Delaware unveils a 10-year plan to control the state’s deer population.
Delaware’s deer population has come along way from being nearly completely eradicated in mid-1800’s. Now numbering between 25,000 and 30,000, the Delaware Division of Fish and Wildlife is putting the finishing touches on a nearly 90-page plan for managing the number of deer in the state.
Division of Fish and Wildlife biologist Joe Rogerson authored the report. He says it’s common for the general public to focus on the negative economic impact of the state’s deer population, but he says, the animals also have a positive impact on the state’s economy.
The negative impact is understood by anyone who’s had a collision with a deer. Rogerson says insurance company estimates show that there are around 4,000 insurance claims in Delaware every year involving a deer colliding with a vehicle. He says the cost of those claims on average range from $1,500 to $2,000. That translates to more than six million dollars every year caused by deer. Other negative impacts include damage to crops in more agricultural parts of the state.

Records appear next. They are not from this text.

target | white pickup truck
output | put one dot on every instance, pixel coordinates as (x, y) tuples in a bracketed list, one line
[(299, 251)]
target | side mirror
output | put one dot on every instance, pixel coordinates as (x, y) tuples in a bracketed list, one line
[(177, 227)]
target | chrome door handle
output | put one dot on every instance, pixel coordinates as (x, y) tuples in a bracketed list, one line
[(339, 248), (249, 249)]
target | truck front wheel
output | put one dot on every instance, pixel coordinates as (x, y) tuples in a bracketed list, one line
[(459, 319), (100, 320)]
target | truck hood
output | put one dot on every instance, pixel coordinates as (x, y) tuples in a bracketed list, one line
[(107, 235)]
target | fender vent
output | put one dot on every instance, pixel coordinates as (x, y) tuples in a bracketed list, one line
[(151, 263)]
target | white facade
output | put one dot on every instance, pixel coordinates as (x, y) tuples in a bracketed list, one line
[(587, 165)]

Rogerson says the positive economic impact of the state’s deer population is often overlooked. “Hunters largely fund our agency through the sale of hunting and fishing licenses,” he says. The report says deer hunters spent $39 million on hunting-related expenditures in 2006, and that doesn’t include other purchases by hunters not related to hunting like fuel and food. Wildlife watchers also contribute to the state’s economy, as much as $131 million in 2006. Rogerson says the deer population contributes to some of that economic activity, but it’s not clear exactly how much.
The draft management plan is designed to maximize the positive impacts and minimize the negative impact. Rogerson says controlling the growing population, especially in urban and suburban areas is challenging. He says the more developed areas of the state often have a higher density deer population. He says that’s because “hunting is the primary means for controlling deer numbers, and when we get into these highly developed areas it essentially eliminates the amount of hunting can occur.” He says in those areas, the deer population is able to expand to levels that can’t be controlled right now. “What were more interested in is not necesarily how many deer we have, but just the density of them around the landscape.”
The drat plan outlines how the state will manage the deer population over the next ten years. Public hearings will be held in all three counties over the next few weeks. You can find dates and locations on the Division of Fish and Wildlife website. Comments on the plan are also being accepted by email. The plan is expected to be finalized later this year.